The hyperreals are "real-closed," which means that any first-order statement that is true of the reals is true of the hyperreals. However, they also satisfy a "transfer principle," and it seems the existence of this "transfer principle" is strictly stronger than a field being real-closed.
In particular, the hyperreals have the property that for any function $f: \Bbb R \to \Bbb R$, there is an extension $^*f: ^*\Bbb R \to ^*\Bbb R$ which satisfies all of the same first-order properties that $f$ does, which would seem to be stronger than just saying that the entire collection of hyperreals satisfies those first-order predicates about the reals.
My questions:
- Is this the correct idea, that this "extensibility" of real functions to nonstandard functions is strictly stronger than just being real-closed?
- Is there some way to explain what, in model theoretic terms, the transfer principle actually is?
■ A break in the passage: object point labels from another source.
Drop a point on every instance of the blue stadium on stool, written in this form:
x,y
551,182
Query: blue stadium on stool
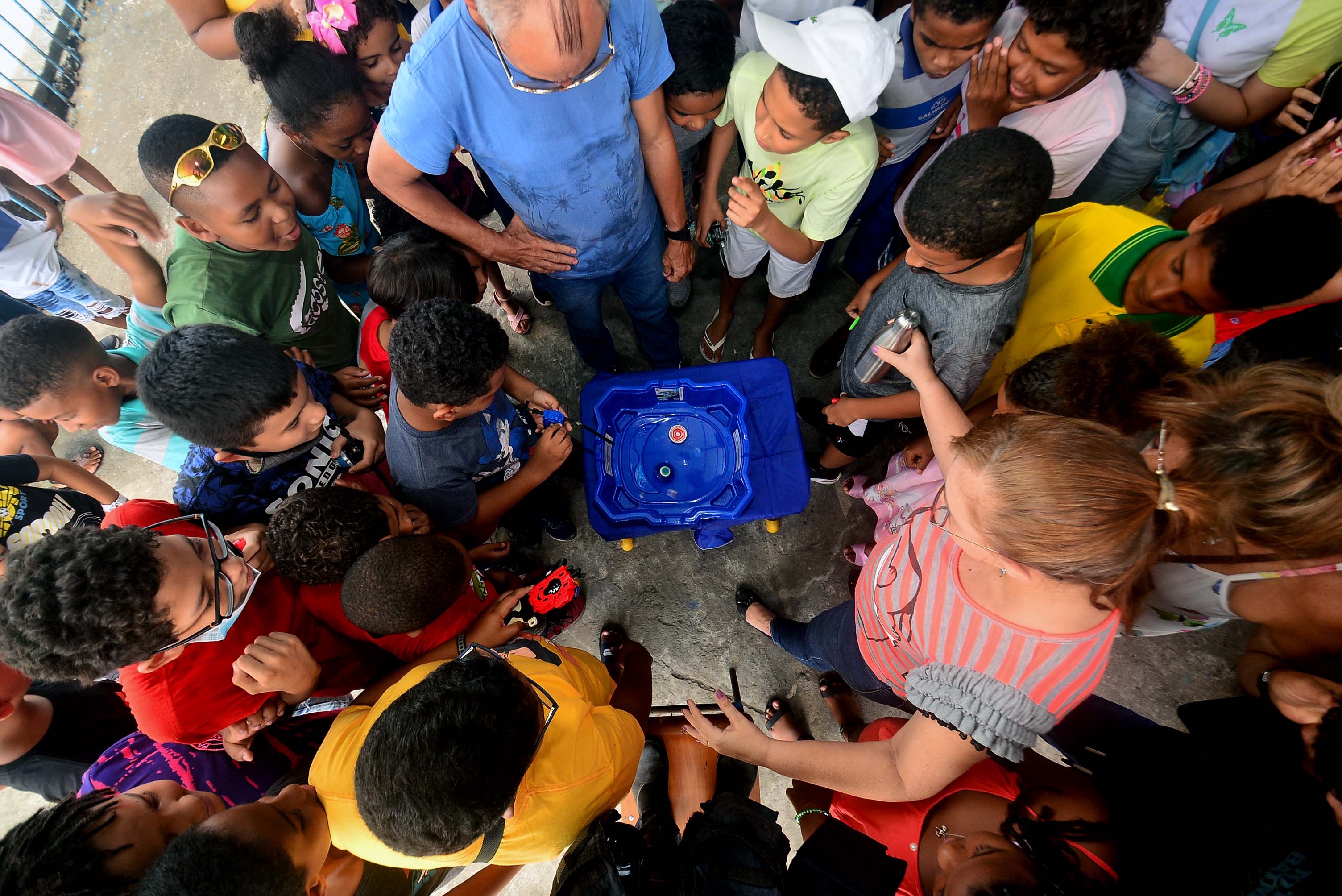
x,y
700,448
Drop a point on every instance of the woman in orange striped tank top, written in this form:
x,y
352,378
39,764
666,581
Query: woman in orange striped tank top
x,y
991,615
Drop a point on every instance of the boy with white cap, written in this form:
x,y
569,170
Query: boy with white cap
x,y
802,112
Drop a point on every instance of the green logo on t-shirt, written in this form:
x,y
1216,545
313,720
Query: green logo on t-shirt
x,y
1228,26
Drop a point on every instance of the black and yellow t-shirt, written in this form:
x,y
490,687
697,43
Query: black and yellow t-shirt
x,y
29,513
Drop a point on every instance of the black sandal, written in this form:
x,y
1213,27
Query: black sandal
x,y
745,597
833,686
610,642
784,709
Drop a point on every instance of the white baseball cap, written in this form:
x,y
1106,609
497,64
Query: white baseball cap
x,y
845,46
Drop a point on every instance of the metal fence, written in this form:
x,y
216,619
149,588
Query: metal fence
x,y
51,70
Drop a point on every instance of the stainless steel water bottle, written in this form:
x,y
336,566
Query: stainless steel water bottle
x,y
895,336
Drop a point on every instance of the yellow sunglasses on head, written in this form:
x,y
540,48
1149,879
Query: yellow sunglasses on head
x,y
196,164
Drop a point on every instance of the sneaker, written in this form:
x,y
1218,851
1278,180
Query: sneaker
x,y
826,359
561,529
823,475
679,293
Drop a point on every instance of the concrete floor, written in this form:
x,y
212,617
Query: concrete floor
x,y
666,593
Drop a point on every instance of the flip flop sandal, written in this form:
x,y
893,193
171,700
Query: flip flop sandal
x,y
92,455
771,349
610,643
520,322
745,597
833,686
714,348
784,709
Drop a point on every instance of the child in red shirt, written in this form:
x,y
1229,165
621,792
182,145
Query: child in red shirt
x,y
406,595
204,643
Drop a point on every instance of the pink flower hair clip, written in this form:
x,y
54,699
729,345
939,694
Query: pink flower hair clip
x,y
329,19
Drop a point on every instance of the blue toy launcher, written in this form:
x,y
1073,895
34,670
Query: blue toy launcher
x,y
700,448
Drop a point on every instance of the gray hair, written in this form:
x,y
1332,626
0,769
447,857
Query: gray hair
x,y
504,15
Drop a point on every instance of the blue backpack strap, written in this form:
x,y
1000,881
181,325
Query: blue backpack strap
x,y
1167,175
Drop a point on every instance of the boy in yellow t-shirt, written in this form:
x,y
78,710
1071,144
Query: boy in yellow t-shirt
x,y
498,757
802,113
1096,263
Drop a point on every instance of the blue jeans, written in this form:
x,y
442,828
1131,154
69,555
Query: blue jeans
x,y
75,295
642,287
828,643
1135,159
875,220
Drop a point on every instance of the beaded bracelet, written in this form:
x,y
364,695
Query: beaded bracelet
x,y
1188,82
1204,81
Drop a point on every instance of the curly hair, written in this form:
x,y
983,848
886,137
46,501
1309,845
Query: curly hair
x,y
960,11
369,14
445,353
701,43
304,79
818,100
317,534
45,355
81,603
1047,843
164,143
215,386
1296,227
404,584
1267,442
1101,376
469,731
50,855
416,266
1112,35
204,863
982,195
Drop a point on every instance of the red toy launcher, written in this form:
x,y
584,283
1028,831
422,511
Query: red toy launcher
x,y
552,604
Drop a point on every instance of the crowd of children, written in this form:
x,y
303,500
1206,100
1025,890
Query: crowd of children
x,y
305,674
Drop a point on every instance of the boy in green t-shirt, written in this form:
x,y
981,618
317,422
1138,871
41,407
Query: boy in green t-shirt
x,y
240,257
802,113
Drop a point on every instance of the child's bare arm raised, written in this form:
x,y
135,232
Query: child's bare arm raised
x,y
116,222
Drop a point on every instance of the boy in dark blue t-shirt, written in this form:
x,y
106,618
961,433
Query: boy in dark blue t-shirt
x,y
264,426
457,443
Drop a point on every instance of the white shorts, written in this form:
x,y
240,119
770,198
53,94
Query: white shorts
x,y
744,251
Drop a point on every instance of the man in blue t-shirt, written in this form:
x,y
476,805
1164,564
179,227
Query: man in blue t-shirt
x,y
563,112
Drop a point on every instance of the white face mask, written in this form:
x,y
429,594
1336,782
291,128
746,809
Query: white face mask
x,y
220,631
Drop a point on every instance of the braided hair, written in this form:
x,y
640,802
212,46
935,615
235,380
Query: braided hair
x,y
50,855
1046,842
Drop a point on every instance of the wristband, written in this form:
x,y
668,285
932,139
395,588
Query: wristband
x,y
121,499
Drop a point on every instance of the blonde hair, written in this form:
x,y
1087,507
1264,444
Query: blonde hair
x,y
1074,501
1267,442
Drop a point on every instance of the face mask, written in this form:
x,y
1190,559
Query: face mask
x,y
220,631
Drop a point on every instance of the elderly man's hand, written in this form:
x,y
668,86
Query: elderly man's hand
x,y
678,261
521,247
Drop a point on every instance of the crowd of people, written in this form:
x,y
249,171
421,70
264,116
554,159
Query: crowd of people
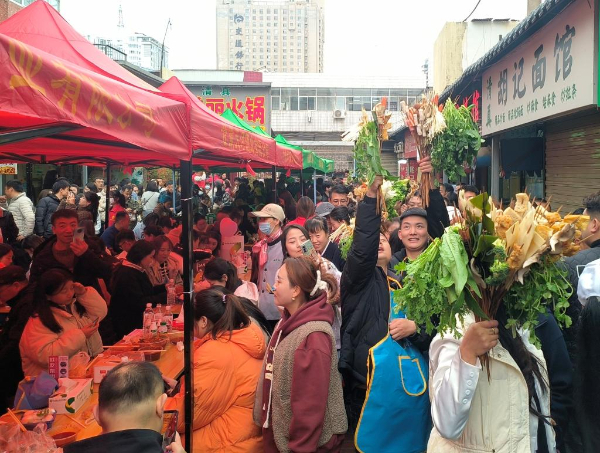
x,y
281,360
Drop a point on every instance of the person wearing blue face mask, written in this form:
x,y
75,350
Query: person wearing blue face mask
x,y
267,257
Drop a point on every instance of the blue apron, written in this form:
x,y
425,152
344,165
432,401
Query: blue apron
x,y
396,415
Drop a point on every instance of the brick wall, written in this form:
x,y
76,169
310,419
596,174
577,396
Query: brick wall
x,y
7,9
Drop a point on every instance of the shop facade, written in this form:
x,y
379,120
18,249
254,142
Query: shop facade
x,y
539,99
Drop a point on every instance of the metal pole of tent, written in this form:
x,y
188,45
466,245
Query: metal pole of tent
x,y
274,176
315,185
107,188
174,191
188,306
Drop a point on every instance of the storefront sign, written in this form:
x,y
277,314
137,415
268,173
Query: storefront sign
x,y
550,73
251,104
8,169
409,169
410,146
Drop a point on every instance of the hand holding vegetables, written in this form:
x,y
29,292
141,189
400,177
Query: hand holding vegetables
x,y
479,338
373,189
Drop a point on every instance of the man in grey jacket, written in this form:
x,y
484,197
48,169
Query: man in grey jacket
x,y
21,208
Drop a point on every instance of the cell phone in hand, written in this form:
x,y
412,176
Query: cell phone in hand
x,y
170,421
79,233
308,250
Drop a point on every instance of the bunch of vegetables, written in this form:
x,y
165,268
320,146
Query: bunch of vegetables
x,y
458,143
425,122
494,257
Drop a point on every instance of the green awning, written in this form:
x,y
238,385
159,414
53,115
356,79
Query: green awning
x,y
309,159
That is, it isn't just that the hyperreals are a nonstandard model of the first-order theory of the reals, but that the functions from $^*\Bbb R \to ^*\Bbb R$ is a model of the first-order theory of the functions from $\Bbb R \to \Bbb R$, or something like that?
- There are real-closed fields which are a strict subset of the reals, such as the real algebraic numbers. Are there fields, which satisfy this stronger property, which are also a strict subset of the reals? In general, what is the smallest field which satisfies this stronger property?